To verify whether a monthly deposit of $100 at an interest rate of 5%, compounded monthly, will amount to $15,528.23 over 10 years, we can use the future value of an annuity formula:
\[ FV = P \times \frac{(1 + r)^n - 1}{r} \]
Where:
- \( FV \) = future value of the annuity
- \( P \) = amount of each deposit (payment)
- \( r \) = interest rate per period
- \( n \) = total number of payments
For this scenario:
- \( P = 100 \) (monthly deposit)
- Annual interest rate = 5%, so monthly interest rate \( r = \frac{0.05}{12} = \frac{0.05}{12} \approx 0.0041667 \)
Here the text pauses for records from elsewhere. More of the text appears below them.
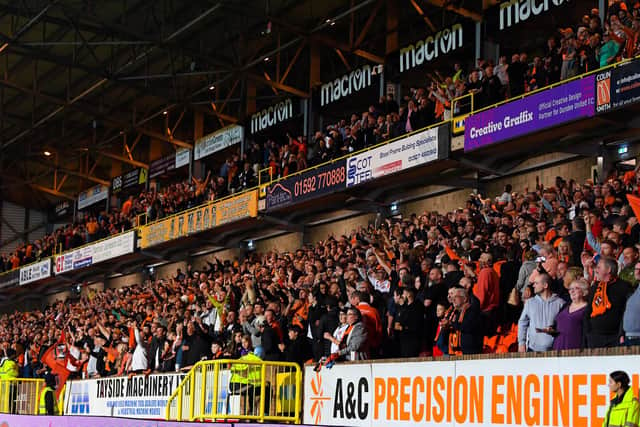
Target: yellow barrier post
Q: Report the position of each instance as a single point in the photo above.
(203, 385)
(192, 393)
(263, 386)
(214, 406)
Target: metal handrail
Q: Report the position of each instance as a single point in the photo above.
(202, 390)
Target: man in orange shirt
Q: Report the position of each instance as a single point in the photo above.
(487, 290)
(370, 318)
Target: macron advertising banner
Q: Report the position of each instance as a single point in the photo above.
(414, 150)
(554, 391)
(103, 250)
(618, 87)
(552, 107)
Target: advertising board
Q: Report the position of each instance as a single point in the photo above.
(95, 253)
(414, 150)
(552, 107)
(554, 391)
(35, 271)
(201, 218)
(314, 183)
(617, 87)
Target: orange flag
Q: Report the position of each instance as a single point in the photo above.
(634, 201)
(58, 367)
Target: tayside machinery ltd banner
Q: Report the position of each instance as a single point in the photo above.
(45, 421)
(413, 150)
(103, 250)
(35, 271)
(309, 185)
(199, 219)
(558, 391)
(9, 279)
(142, 396)
(565, 103)
(618, 87)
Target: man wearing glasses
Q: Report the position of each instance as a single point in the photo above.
(631, 317)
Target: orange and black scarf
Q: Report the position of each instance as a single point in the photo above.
(600, 303)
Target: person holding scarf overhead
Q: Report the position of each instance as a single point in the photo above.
(606, 306)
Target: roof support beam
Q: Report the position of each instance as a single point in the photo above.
(52, 191)
(277, 85)
(459, 10)
(122, 159)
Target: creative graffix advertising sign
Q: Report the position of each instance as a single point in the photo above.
(271, 116)
(414, 150)
(618, 87)
(199, 219)
(441, 43)
(305, 186)
(36, 271)
(103, 250)
(136, 397)
(565, 103)
(512, 12)
(217, 141)
(346, 85)
(183, 156)
(558, 391)
(92, 196)
(129, 180)
(10, 278)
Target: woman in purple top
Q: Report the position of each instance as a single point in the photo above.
(569, 321)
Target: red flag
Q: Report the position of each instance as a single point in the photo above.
(634, 201)
(58, 367)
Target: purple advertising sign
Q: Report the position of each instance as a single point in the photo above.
(552, 107)
(44, 421)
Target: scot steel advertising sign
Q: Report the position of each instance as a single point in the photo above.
(103, 250)
(552, 107)
(35, 271)
(414, 150)
(546, 392)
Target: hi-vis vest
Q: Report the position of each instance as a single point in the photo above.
(8, 370)
(42, 406)
(247, 374)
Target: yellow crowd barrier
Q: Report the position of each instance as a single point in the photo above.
(20, 396)
(238, 390)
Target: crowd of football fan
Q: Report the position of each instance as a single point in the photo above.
(554, 268)
(573, 50)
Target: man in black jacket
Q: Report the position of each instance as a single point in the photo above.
(298, 349)
(409, 324)
(605, 306)
(157, 345)
(466, 328)
(269, 339)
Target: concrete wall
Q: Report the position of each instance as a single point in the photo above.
(580, 170)
(285, 243)
(345, 226)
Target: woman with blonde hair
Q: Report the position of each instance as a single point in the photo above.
(568, 329)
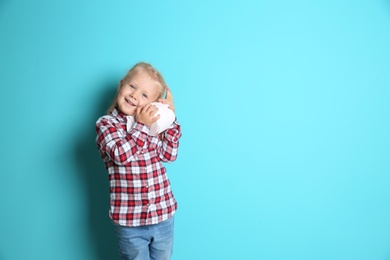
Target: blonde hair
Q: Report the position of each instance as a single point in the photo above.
(137, 68)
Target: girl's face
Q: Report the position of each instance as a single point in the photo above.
(136, 92)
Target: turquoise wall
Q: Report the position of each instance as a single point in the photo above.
(284, 107)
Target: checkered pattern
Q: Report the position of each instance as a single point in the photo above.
(140, 192)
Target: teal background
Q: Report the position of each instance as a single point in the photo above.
(284, 107)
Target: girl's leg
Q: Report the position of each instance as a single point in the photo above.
(133, 242)
(161, 247)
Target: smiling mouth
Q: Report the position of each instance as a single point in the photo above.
(130, 103)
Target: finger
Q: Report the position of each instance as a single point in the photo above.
(169, 96)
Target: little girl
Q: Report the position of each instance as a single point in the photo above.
(142, 204)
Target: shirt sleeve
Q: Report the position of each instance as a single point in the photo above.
(170, 143)
(118, 145)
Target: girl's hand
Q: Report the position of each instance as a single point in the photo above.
(168, 100)
(145, 114)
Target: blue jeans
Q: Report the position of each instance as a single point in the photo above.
(146, 242)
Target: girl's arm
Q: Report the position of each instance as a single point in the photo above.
(170, 143)
(116, 144)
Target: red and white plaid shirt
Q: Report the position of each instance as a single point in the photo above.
(140, 192)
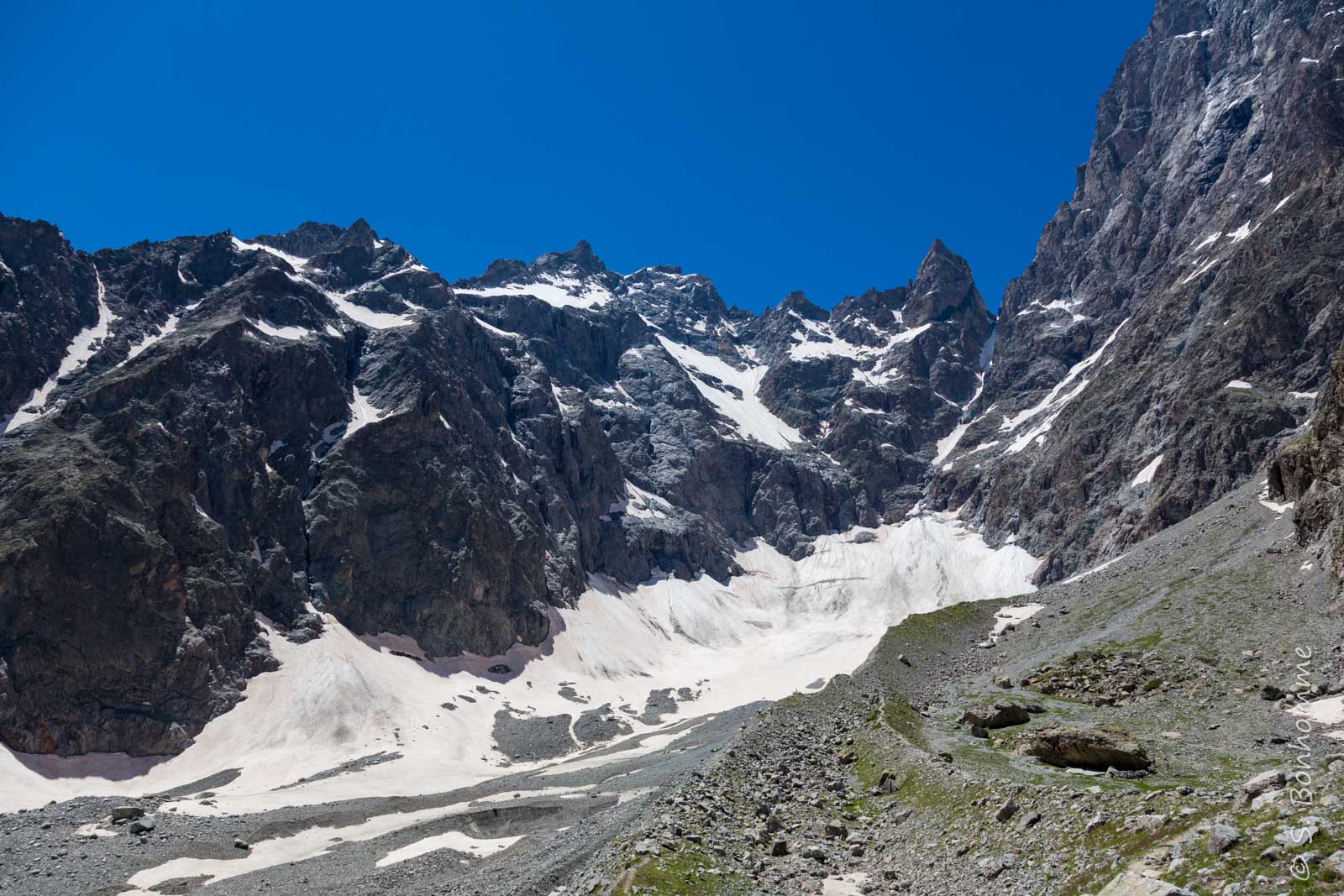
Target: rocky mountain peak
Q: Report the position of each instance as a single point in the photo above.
(803, 307)
(581, 259)
(304, 241)
(942, 289)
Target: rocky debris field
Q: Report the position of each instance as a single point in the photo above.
(92, 846)
(947, 768)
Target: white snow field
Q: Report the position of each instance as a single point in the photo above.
(765, 634)
(81, 348)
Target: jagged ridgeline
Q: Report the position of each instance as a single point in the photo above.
(207, 429)
(206, 432)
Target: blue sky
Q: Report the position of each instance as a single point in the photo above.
(773, 147)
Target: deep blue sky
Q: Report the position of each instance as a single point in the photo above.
(772, 147)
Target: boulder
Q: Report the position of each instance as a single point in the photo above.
(1258, 786)
(1095, 750)
(1221, 839)
(999, 715)
(1133, 884)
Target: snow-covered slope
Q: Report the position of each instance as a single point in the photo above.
(777, 627)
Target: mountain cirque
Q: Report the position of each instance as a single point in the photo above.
(218, 454)
(315, 421)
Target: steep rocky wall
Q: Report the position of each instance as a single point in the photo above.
(1183, 301)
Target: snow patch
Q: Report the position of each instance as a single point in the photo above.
(360, 411)
(761, 636)
(279, 331)
(1146, 476)
(559, 291)
(749, 414)
(82, 347)
(1074, 372)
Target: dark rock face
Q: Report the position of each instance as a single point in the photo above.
(1310, 472)
(245, 432)
(1200, 249)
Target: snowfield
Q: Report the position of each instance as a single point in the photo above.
(779, 627)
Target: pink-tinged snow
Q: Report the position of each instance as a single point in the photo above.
(561, 291)
(764, 634)
(749, 414)
(316, 841)
(280, 331)
(491, 328)
(165, 331)
(454, 840)
(293, 261)
(851, 884)
(82, 347)
(816, 340)
(1146, 476)
(354, 311)
(1326, 712)
(1092, 571)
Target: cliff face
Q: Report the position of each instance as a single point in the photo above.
(1184, 304)
(1310, 472)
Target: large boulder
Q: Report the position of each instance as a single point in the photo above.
(1086, 748)
(999, 715)
(1135, 884)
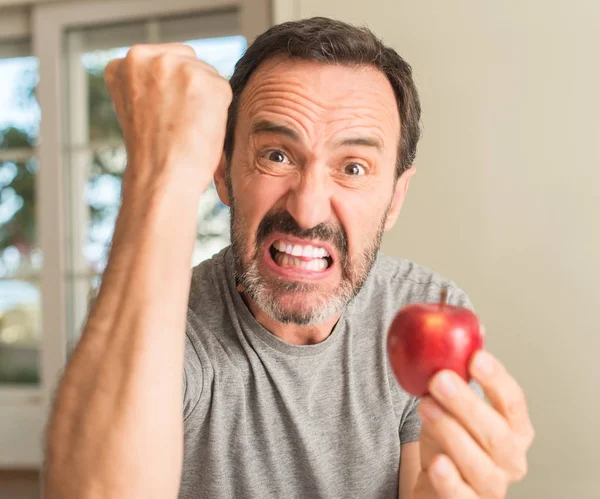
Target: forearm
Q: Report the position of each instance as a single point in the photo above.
(116, 428)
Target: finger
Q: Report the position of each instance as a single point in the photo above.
(149, 50)
(446, 480)
(473, 463)
(490, 430)
(504, 393)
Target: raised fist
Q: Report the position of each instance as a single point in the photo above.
(172, 109)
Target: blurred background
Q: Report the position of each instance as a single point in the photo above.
(505, 202)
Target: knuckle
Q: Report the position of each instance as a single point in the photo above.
(514, 405)
(498, 441)
(162, 63)
(530, 436)
(519, 471)
(136, 52)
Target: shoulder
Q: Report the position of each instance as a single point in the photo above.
(396, 282)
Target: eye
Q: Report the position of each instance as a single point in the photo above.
(275, 156)
(354, 169)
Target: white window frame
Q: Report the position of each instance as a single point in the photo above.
(23, 411)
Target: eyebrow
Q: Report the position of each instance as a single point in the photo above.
(266, 126)
(361, 141)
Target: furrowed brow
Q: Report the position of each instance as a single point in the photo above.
(266, 126)
(361, 141)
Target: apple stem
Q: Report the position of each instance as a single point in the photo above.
(443, 296)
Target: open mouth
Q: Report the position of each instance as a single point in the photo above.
(309, 257)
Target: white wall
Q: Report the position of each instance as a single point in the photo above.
(506, 200)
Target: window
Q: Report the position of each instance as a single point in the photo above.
(96, 158)
(20, 256)
(59, 195)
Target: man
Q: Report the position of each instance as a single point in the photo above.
(287, 390)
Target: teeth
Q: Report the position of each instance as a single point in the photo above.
(286, 260)
(307, 251)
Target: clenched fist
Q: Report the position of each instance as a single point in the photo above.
(172, 109)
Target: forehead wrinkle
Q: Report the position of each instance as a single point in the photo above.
(315, 106)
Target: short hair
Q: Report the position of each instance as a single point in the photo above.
(333, 42)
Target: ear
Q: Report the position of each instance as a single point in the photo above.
(398, 198)
(221, 181)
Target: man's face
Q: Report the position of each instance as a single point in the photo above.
(311, 183)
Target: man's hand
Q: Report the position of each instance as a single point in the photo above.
(470, 449)
(120, 397)
(172, 109)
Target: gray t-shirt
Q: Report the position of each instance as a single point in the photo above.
(267, 419)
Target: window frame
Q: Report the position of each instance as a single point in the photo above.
(46, 25)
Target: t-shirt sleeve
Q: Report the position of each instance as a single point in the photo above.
(192, 378)
(410, 427)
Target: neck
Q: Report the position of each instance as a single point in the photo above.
(292, 333)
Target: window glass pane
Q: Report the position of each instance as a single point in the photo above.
(97, 158)
(19, 331)
(20, 257)
(19, 110)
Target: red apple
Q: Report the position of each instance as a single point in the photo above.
(425, 338)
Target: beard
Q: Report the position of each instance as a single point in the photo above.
(265, 291)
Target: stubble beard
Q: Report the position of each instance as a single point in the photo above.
(264, 292)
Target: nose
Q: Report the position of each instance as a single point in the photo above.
(309, 201)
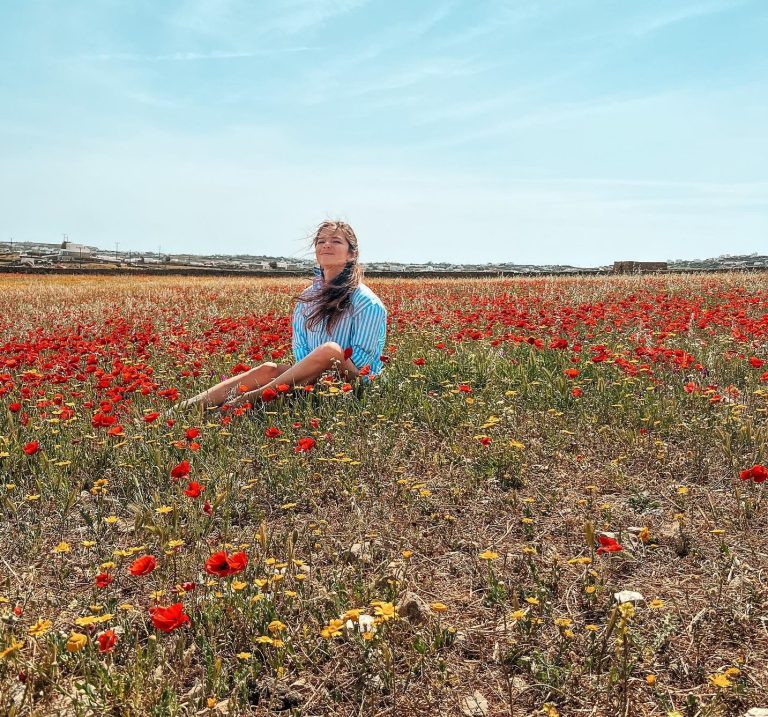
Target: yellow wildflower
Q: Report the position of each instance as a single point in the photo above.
(40, 628)
(488, 555)
(76, 642)
(13, 647)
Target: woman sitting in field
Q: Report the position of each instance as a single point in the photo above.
(339, 323)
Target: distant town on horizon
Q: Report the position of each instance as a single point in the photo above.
(67, 254)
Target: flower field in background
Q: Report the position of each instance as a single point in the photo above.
(551, 502)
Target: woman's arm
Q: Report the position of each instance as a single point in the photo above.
(299, 339)
(368, 334)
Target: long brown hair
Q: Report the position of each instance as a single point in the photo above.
(333, 298)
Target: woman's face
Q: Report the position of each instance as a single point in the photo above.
(332, 249)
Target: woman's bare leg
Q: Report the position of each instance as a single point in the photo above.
(308, 370)
(250, 380)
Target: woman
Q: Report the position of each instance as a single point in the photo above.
(339, 323)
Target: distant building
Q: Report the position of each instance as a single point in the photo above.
(638, 267)
(75, 252)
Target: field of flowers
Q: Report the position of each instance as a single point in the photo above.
(552, 502)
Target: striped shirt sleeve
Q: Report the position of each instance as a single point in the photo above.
(369, 334)
(300, 345)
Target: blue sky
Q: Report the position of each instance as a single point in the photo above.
(551, 131)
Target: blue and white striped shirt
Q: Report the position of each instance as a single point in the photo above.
(363, 328)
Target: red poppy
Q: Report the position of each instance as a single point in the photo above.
(31, 448)
(143, 565)
(608, 545)
(757, 473)
(107, 641)
(194, 489)
(167, 619)
(222, 565)
(181, 470)
(304, 445)
(103, 580)
(103, 420)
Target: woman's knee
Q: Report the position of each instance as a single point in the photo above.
(265, 371)
(331, 352)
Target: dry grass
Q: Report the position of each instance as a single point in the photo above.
(476, 479)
- Total payments over 10 years = \( 10 \times 12 = 120 \)
Substituting the values:
\[ FV = 100 \times \frac{(1 + 0.0041667)^{120} - 1}{0.0041667} \]
Calculating \( (1 + 0.0041667)^{120} \):
\[ (1 + 0.0041667)^{120} \approx 1.647009 \]
Now, substituting this value back into the formula:
\[ FV = 100 \times \frac{1.647009 - 1}{0.0041667} \]
Calculating:
\[ \frac{1.647009 - 1}{0.0041667} = \frac{0.647009}{0.0041667} \approx 155.28 \]
\[ FV \approx 100 \times 155.28 \approx 15528 \]
Thus, the future value \( FV \) is approximately $15,528, which confirms your statement. Therefore, a $100 monthly deposit at an interest rate of 5% compounded monthly will indeed amount to $15,528.23 after 10 years.